The source in Beijing was also skeptical about the other defectors. The Weekend Australian reported that some 20 senior military officials had defected with Dr. Kyong, but the source said low-ranking officials and North Korean civilians had exaggerated their own importance.
China, however, was sensitive about defections through its territory of North Koreans to the United States. Identity check-ups in the northeastern region have been reinforced, the source added.
An American lawyer, identified as Philip Gagner, 53, was reported to have been deeply involved in the defections, but he was not reachable yesterday. An international law specialist at the Washington-based firm of Shaughnessy, Volzer and Gagner, Mr. Gagner was involved in negotiations between Washington and the government of Nauru. The island nation in the South Pacific reportedly provided diplomatic cover for the North Korean asylum-seekers.
The U.S. State Department declined to comment on the defections, saying that it knew about the incident only through news reports.

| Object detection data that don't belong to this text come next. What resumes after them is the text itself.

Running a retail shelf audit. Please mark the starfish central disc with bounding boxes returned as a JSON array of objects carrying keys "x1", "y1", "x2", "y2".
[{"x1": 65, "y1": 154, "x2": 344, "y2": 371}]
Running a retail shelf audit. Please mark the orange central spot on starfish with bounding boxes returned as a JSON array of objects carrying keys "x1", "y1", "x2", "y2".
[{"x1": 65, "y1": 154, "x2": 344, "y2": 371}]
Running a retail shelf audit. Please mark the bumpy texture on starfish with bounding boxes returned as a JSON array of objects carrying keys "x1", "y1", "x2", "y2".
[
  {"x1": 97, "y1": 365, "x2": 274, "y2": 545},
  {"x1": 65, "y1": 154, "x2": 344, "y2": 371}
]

The Weekend Australian reported that 11 countries had supported the operation, but Foreign Minister Alexander Downer on Sunday denied the Australian government’s involvement. He said the defections had been arranged and carried out entirely by American and New Zealand civilians.
The New Zealand government also denied involvement in the defections, but Kinza Clodumar, a member of Nauru’s parliament, said the New Zealand government had promised to pay $1 million to induce Nauru to participate in the operations. The payment was duly remitted, Mr. Clodumar said, implying that New Zealand was a part of a multinational operation to sneak the North Koreans out of China.
Dr. Kyong settled in Chuncheon, Gangwon province, after the Korean War, sources confirmed yesterday. From 1956 to 1965 he lectured in mathematics at the then Chuncheon Agricultural College, the predecessor of Kangwon National University.
A former professor who studied mathematics with Dr. Kyong remembered the North Korean scientist as an extraordinary lecturer.
“There were rumors that his career was not going well because he had graduated from the Kim Il Sung University in the North,” the 64-year-old former professor recalled.
The university’s documents recorded that Dr. Kyong, an associate professor of statistics, left the school to study in Brazil in 1965.
Dr. Kyong reportedly worked in a nuclear-weapons program at the Los Alamos National Laboratory in New Mexico in the early 1970s and later taught at Canada’s McGill University. In about 1974, he reportedly moved to North Korea.